Final Reflection

At the end of the semester, you’ll compose a short reflection over the work you’ve done this semester.

Requirements

  • Look back over the work you’ve done for this course: study your notes, slides, and feedback from your Apodeixis presentation, reread all of your Erga and their feedback, consider your contributions in class, and refresh your memory of the texts you’ve read.
  • Write a 400-600 word reflection considering some (NOT all) of the prompts listed below.
  • Post your reflection to the course webpage before 5:00pm eastern on Friday, December 22nd.
    • Set up your post just as you would an ergon post, but set the category to “Reflection” and the title as “{your name}’s Final Reflection.”

Reflection Prompts

  • What themes have most interested you in our work this semester? We’ve focused on topics like travel narratives, authorial voice, storytelling, genres of prose (including historiography, ethnography, and science fiction), humor, marginalization, truth. To put this question another way: what did you get out of reading Herodotus and Lucian together in Greek?
  • What did you learn by doing your own Apodeixis presentation? What did you learn from other people’s presentations?
  • Is there an Ergon assignment you’re particularly proud of?
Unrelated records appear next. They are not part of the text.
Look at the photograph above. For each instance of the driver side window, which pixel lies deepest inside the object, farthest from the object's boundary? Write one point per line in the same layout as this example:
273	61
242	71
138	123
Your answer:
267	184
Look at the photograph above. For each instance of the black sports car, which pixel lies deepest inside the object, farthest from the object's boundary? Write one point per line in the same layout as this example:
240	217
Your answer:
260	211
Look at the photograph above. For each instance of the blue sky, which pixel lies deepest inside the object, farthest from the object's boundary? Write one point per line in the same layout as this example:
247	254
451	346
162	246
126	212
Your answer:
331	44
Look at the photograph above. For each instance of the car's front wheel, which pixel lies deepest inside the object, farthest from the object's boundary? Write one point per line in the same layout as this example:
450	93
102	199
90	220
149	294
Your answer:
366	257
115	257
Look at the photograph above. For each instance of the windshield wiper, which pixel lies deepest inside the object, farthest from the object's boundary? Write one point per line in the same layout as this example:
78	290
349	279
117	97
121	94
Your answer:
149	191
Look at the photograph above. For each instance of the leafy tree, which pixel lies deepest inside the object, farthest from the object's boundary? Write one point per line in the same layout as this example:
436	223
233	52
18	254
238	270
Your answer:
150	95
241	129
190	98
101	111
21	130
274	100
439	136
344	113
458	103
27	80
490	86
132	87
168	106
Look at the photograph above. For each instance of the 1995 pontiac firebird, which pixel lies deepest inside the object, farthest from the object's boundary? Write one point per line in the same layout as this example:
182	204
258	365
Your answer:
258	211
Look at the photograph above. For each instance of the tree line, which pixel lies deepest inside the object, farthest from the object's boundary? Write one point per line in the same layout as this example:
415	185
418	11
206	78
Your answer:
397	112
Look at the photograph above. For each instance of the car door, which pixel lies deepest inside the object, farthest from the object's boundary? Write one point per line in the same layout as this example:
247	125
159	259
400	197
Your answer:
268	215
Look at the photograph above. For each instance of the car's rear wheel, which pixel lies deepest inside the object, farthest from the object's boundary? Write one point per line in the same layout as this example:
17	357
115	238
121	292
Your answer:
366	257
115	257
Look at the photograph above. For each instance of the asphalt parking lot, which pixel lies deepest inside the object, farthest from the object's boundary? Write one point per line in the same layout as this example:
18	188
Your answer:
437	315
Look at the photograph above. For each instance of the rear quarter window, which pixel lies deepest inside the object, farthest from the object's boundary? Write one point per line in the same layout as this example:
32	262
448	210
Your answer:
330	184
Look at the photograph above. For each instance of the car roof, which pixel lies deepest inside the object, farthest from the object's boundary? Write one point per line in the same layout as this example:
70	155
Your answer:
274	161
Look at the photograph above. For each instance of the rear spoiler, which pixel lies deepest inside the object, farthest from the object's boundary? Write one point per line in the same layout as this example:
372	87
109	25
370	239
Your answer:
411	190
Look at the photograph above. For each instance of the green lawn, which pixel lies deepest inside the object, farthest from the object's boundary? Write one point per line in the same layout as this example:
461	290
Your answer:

Was there a theme, intentional or unintentional, that ran through multiple Erga you completed this semester?
  • What have you learned in this course that you’ll take with you into future academic work or your own life? What readings from the course will stick with you in the future? What questions has this course caused you to ask that you might not have asked before?
  • What surprised, disturbed, delighted, or disgusted you over the course of your readings this semester? What made you laugh? What other reactions were provoked?